Los anticuerpos que deberían solicitarse en estos casos, sobre todo cuando se sospecha algún trastorno sistémico son los FAN en primer lugar. Estos a veces pueden ser también positivos en pacientes con morfea en un porcentaje variable pero importante. Otros autoanticuerpos que se detectan con menos frecuencia que los FAN en pacientes con morfea incluyen anti-ADN monocatenario (ssDNA), anti-ADN bicatenario (dsDNA), antihistonas, antitopoisomerasa II alfa, antifosfolípidos y factor reumatoide. La eosinofilia periférica  puede hacer sospechar fascitis eosinofílica, aunque también la morfea a veces cursa con algún grado de eosinofilia. Cuando se sospecha que las lesiones exceden en profundidad a la dermis, las imágenes, sobre todo la resonancia magnética y aun la ultrasonografía pueden determinar compromiso fascial, realce fascial, sinovitis articular, tenosinovitis, realce perifascial, miositis, entesitis, y afectación de la médula ósea.

Siempre que se sospecha morfea hay que plantear otros diagnósticos diferenciales, las llamadas lesiones esclerodermiformes (scleroderma-like diseases) . Entre ellos la ESCLERODERMIA, la cual es la mayor preocupación frente a estos casos, tanto del médico como del/la paciente. Y por eso en general, es importante además de una historia clínica completa con un examen general del paciente, interrogar sobre fenómeno de Raynaud, la solicitud de análisis de laboratorio ad hoc. La LIPODERMATOESCLEROSIS es una paniculitis fibrosante que generalmente ocurre en la parte inferior de las piernas en asociación con insuficiencia venosa crónica, y por lo tanto, en este caso no es una opción diagnóstica. El LIQUEN ESCLEROSO EXTRAGENITAL, pueden ocurrir en pacientes con morfea, particularmente aquellos con morfea circunscrita o generalizada aunque esta relación es controvertida. La FASCITIS EOSINOFÍLICA es un trastorno que se caracteriza por la rápida aparición de placas edematosas, grandes, dolorosas y simétricas que evolucionan hacia lesiones fibróticas. Algunos casos parecen ser precipitados por un trauma. La asimetría en este caso, aleja la probabilidad de fascitis eosinofílica.

En cuanto al manejo de la morfea, dado su naturaleza benigna y autolimitada en general no requiere tratamiento.
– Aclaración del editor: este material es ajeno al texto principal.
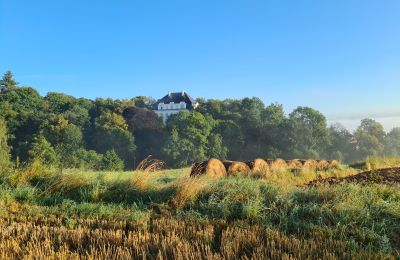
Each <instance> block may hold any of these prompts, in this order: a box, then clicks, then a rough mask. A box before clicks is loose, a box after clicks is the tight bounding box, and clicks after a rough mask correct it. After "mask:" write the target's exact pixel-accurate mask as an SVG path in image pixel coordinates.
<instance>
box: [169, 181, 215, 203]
mask: <svg viewBox="0 0 400 260" xmlns="http://www.w3.org/2000/svg"><path fill="white" fill-rule="evenodd" d="M207 184H208V182H207V180H206V179H205V178H202V176H200V177H196V178H187V177H186V178H180V179H177V180H176V182H175V183H174V187H175V189H176V194H175V196H174V197H173V198H172V200H171V203H170V204H171V206H172V207H173V208H174V209H179V208H182V207H183V206H184V205H185V204H186V203H187V202H188V201H191V200H194V199H195V198H196V197H197V194H198V193H199V192H200V191H201V190H202V189H203V188H204V187H205V186H206V185H207Z"/></svg>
Para pacientes con morfea dérmica activa se pueden utilizar  corticosteroides tópicos de alta potencia o inyecciones de corticosteroides intralesionales como tratamiento inicial. Las alternativas incluyen tacrolimus tópico y análogos de vitamina D tópicos. Hay formas de morfea extendidas que pueden requerir fototerapia como tratamiento inicial. Hay algunas formas extensas y de rápida progresión o morfea profunda, o incapacitante, que pueden generar discapacidad o desfiguración para lo que se puede utilizar terapia sistémica con metotrexato y corticoides.